Em dash
Summary
The author addresses accusations of using Large Language Models (LLMs) to generate blog content, asserting that their writing style generally lacks an "LLM smell." A specific exception is noted: the automated insertion of em dashes into posts. This functionality, implemented via a Python code snippet `s = s.replace(' - ', u'\u2014')`, has been part of the author's blog infrastructure since at least 2015. This predates the widespread public awareness and use of advanced LLMs, originating from a blog port from an older Django version to a new GitHub repository.
Key takeaway
For content creators concerned about their writing being mistaken for AI-generated text, review your publishing pipeline for automated stylistic modifications.
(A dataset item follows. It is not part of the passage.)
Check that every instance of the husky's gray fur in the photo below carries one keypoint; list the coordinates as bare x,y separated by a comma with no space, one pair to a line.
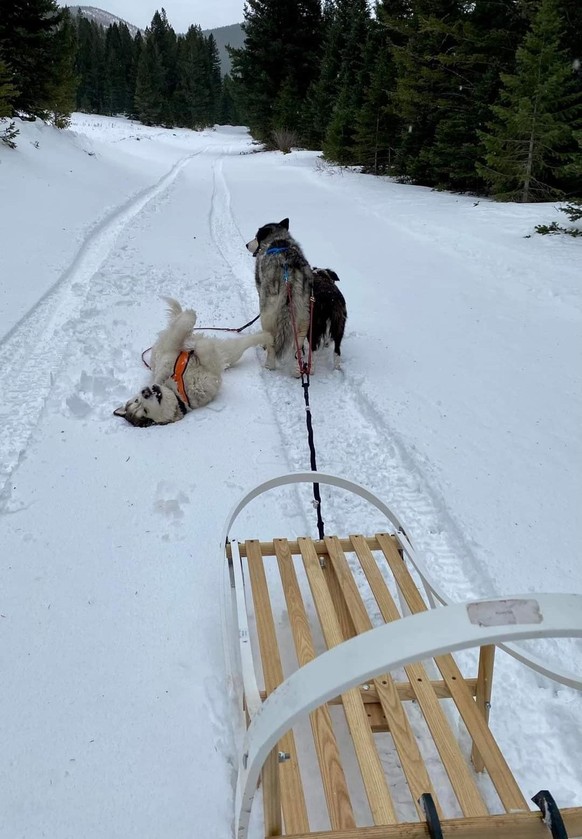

Understanding the origins of such features, like the em dash insertion from 2015, can provide evidence against LLM accusations and maintain your authentic voice.
Key insights
Automated text processing features can inadvertently mimic LLM-generated content characteristics.
Principles
- Code history reveals feature origins.
- Style choices predate LLM prevalence.
Method
The method for inserting em dashes involves a simple string replacement: `s.replace(' - ', u'\u2014')` within the blog's templating system, dating back to a 2015 Django port.
In practice
- Review code for legacy text processing.
- Document stylistic automation.
Topics
- LLM Content Generation
- Blog Development
- Python String Manipulation
- Django Framework
- Em Dash Formatting
Code references
Best for: Software Engineer, General Interest
Related on AIssential
Editorial summary, takeaway, and curation by AIssential. Original article published by Simon Willison's Weblog.